Met het bedremmelde mineur van een Europeaan die pas zijn krantje gelezen heeft,
liep ik door de donkere straat met mijn zoontje aan de hand, want hij was extra
laat, vanwege Fransjes verjaarsfeest.
‘Was het leuk?’ vroeg ik, een beetje plichtmatig.
‘Ik heb twee dingen gehad,’ zei hij statistisch. ‘Een taartje met zo'n balletje
erop en limonade. Róde limonade. Het was maar een klein taartje. Er wáren wel
grote...’
Als het een weerbericht was, zou je zeggen: druilerig. Ik kon er ook niets meer
aan verbeteren en kneep maar eens bemoedigend in zijn hand, maar toen we de
bocht namen, botsten we, vlak onder de booglamp, tegen een man op.
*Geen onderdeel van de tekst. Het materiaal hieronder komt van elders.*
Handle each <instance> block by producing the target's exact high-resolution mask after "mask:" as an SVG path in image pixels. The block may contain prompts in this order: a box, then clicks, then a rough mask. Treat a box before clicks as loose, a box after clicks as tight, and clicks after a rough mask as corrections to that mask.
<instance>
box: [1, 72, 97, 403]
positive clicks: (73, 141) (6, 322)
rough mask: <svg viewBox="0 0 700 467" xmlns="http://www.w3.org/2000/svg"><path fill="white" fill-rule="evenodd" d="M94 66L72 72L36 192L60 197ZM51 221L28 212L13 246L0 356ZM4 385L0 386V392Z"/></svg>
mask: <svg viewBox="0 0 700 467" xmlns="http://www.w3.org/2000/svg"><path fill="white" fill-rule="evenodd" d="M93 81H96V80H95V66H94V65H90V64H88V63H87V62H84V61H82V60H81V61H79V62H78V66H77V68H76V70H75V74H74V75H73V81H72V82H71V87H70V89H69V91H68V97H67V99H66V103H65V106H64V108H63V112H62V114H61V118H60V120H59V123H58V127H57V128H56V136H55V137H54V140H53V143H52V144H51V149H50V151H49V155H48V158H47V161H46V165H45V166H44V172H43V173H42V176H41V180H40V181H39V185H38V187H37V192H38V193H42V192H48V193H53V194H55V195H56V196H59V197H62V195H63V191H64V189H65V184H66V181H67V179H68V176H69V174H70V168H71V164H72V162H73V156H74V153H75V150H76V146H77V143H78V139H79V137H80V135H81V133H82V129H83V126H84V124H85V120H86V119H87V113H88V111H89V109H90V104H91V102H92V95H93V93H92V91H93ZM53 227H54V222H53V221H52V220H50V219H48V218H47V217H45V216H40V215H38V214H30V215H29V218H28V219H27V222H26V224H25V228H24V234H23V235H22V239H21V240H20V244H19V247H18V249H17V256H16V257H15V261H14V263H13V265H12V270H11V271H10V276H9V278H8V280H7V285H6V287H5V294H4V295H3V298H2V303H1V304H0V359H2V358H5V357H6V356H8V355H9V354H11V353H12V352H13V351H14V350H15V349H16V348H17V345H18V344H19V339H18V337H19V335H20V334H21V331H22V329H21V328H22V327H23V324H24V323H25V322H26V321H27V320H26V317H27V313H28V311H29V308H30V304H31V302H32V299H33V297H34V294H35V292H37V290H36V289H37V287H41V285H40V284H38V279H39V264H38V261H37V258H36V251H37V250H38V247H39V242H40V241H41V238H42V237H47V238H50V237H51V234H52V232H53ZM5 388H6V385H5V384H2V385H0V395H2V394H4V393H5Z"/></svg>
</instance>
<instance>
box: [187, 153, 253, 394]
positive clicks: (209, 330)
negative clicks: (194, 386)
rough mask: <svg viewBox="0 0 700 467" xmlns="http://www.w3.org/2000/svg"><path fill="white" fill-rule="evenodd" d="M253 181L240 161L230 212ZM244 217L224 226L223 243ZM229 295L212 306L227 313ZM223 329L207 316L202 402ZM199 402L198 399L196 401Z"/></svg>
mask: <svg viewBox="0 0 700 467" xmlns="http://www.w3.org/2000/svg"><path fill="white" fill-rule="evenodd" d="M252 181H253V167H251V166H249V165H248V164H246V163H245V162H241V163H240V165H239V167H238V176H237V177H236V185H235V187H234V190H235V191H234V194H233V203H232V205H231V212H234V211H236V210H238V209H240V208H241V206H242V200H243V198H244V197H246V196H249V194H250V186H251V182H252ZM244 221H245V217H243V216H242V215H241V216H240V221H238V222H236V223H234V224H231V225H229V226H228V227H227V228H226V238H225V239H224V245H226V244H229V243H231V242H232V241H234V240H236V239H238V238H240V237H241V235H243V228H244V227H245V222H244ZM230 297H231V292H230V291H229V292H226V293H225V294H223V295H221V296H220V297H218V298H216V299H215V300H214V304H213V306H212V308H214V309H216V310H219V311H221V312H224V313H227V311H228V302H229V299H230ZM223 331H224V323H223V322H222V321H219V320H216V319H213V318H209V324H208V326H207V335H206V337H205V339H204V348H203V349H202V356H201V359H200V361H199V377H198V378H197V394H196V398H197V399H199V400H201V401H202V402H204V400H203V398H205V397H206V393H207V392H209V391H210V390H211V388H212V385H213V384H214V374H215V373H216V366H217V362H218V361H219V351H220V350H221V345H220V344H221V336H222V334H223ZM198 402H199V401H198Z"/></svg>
‘We gaan allemaal onder,’ sprak de man, zonder vermelding van het voorafgaande.
Hij ademde welriekend uit. Neus en wangen waren overtogen met het craquelé van
paarse aderbreukjes, waarmee de Schiedamse weduwe haar trouwste minnaars merkt
en zijn ogen stonden zó bedroefd, dat ik mijn schouder al klaarhield voor het
uithuilen.
‘Onder!’ zei de man nog eens en wees illustratief bodemwaarts. Hij knikte
verscheidene malen zeer beslist met het gemarmerd hoofd en verstrengelde zich
vervolgens gesticulerend met het duister. Toen zijn we ook maar doorgelopen.
‘Dat was een oud mannetje,’ stelde mijn zoontje vast. ‘Die hebben altijd een zak
op hun rug.’
‘Ja,’ zei ik afwezig, want ik knaagde nog even geestelijk verder aan onze
ondergang.
‘Kennen alle oude mannetjes elkaar?’ vroeg hij daarop.
‘Nee, niet allemaal,’ antwoordde ik.
Zwijgen. Onze voetstappen tiktakten over de lege stoep.